Acórdão do Supremo Tribunal de Justiça
Processo:
042756
Nº Convencional: JSTJ00016372
Relator: CERQUEIRA VAHIA
Descritores: FUNDAMENTAÇÃO
RECURSO PARA O SUPREMO TRIBUNAL DE JUSTIÇA
MATÉRIA DE FACTO
RENOVAÇÃO DE PROVA
ERRO NOTÓRIO NA APRECIAÇÃO DA PROVA
LEGÍTIMA DEFESA
PRESSUPOSTOS
VALOR PROBATÓRIO
PROVA PERICIAL
PODERES DO JUIZ
PRINCÍPIO DA LIVRE APRECIAÇÃO DA PROVA
Nº do Documento: SJ199206250427563
Data do Acordão: 06/25/1992
Votação: UNANIMIDADE
Tribunal Recurso: T CR PORTO
Processo no Tribunal Recurso: 334/90
Data: 02/04/1992
Texto Integral: N
Privacidade: 1
Meio Processual: REC PENAL.
Decisão: NEGADO PROVIMENTO.
Área Temática: DIR PROC PENAL. DIR CRIM - TEORIA GERAL.
Legislação Nacional:
Sumário : I - Os vícios contidos no n. 2 do artigo 410 do Código de Processo Penal têm de resultar da própria decisão recorrida, na sua globalidade, mas sem recurso a quaisquer elementos que lhe sejam externos, designadamente declarações testemunhais exaradas no processo durante o inquérito ou instrução ou até mesmo em julgamento.

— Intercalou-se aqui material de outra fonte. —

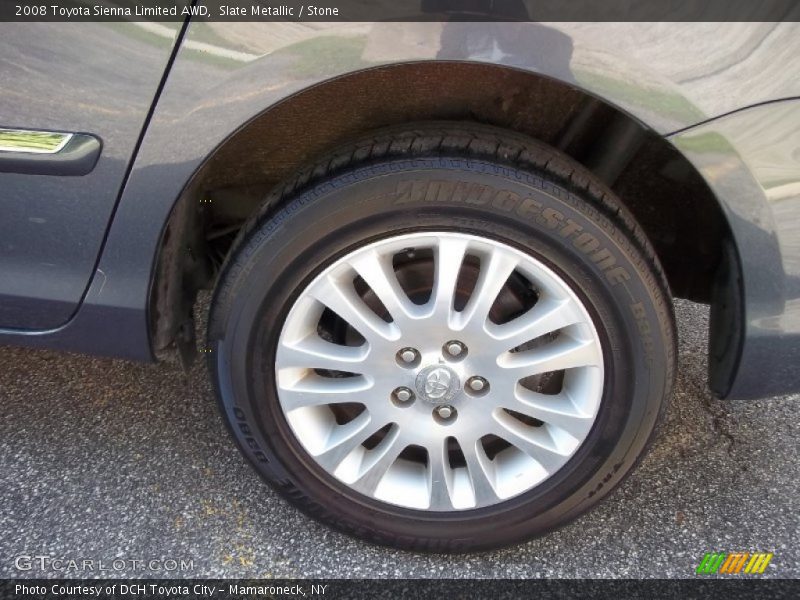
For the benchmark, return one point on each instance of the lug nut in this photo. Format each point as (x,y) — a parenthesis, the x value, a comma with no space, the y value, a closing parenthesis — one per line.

II - Só existe erro notório na apreciação das provas quando este é de tal modo evidente que não passa despercebido ao comum dos observadores, ou seja, quando o homem médio dele facilmente se dá conta.
III - O Supremo Tribunal de Justiça como tribunal de último recurso que é não trata em regra de matéria de facto, nomeadamente nele não é permitido fazer-se a renovação da prova.
IV - Só há actuação em legítima defesa quando o facto praticado constituir meio necessário para repelir uma agressão actual e ilícita de quaisquer interesses judicialmente protegidos do agente ou de terceiro.
V - O juizo técnico, cientifico ou artístico inerente à prova pericial presume-se subtraido à livre apreciação do julgador e, sempre que a convicção dele divergir das conclusões dos peritos, deve o Juiz fundamentar a sua decisão.